Yesterday was a great day for Typely. We got featured on the frontpage of ProductHunt and I think we could have made it to number one or two if it wasn't for a bug that killed our server for good, with a downtime of about 5 hours.

ph-badge

Typely was featured at about 4 p.m. EST and I made sure to babysit until early in the night when I called it a day. I knew the traffic will only grow larger at that hour because the US visitors were just starting to pour in but I was too tired to keep looking at numbers.

Nothing went bad for so many days and hours…how unlucky can I be to have Typely crash right now. Nah, it's fine, it's tested, compiled, statically typed, continuous integration, continuous delivery and all the jazz…I'm fine! I was, until somewhere at 2 a.m. when a visitor decided to send me an email complaining that CTRL + Space shortcut does not work on Mac OS. As his email address, he enters: ffff@wwdc. That was it!

UnexpectedResponseError URL=https://api.mailgun.net Error: {
  "message": "'from' parameter is not a valid address. please check documentation"
}

Headshot! I forgot to add any sort of health checking to this app. How immature. I focused on so many new features and design implementations but I failed to make sure that my server is able to stay alive at the very least.
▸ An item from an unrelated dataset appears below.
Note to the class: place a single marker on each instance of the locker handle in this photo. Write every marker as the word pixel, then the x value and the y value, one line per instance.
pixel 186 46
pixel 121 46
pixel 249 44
It's probably something I inherit from working with Elixir and their "Let it fail" mentality.

All of my other projects are up on Kubernetes, constantly being monitored and restarted if anything happens. With Typely I had to go a bit different due to its high CPU usage and relatively low memory footprint. Such a cluster on GCE would cost almost 5 times to what I am spending now, 5 times for little to no gains (except the high availability part of course). With our services being completely free, what we spend monthly does matter, quite a lot.

Our stack consists of 4 docker containers kept alive by docker-compose. One for the core "engine", one for the blog, another for generating PDF reports and the last one, doing some NLP business in Python.

I knew docker recently introduced a healthcheck flag that can be entered directly into the Dockerfile and I thought it's an easy fix.

HEALTHCHECK --interval=2s --timeout=3s --retries=10 CMD curl -f http://localhost:3000/_healthz || exit 1

I added the flag, built the project and started testing. The endpoint was written to respond with a 500 status code in order to test what is going on in case of 10 failed responses. Nothing happens! Turns out, this is just a test that updates a flag, visible with docker inspect in order to see what is the status of the container. No action is being taken and there's nothing you can do about it, without external help. What a complete waste of time.

Disappointed, I started looking for ideas from other people experiencing the same issue. I found a container willfarrell/autoheal that monitors all other containers with a healthcheck implemented and it restarts them. It needs a volume to the docker socket but that's no surprise because it can't restart other containers without access to the main docker daemon.

  autoheal:
    image: willfarrell/autoheal
    environment:
      - AUTOHEAL_CONTAINER_LABEL=all
    volumes:
      - /var/run/docker.sock:/tmp/docker.sock

Tried, tested and pushed. The little drones got busy and compiled, tested again and pushed into production.

These things take place all the time. I'm a bit mad it happened when we were featured. I feel a bit handicapped without Kubernetes. It is, without a doubt, my favourite tool for orchestration and I worked with all of them: Rancher, Marathon, DC/OS…you name it.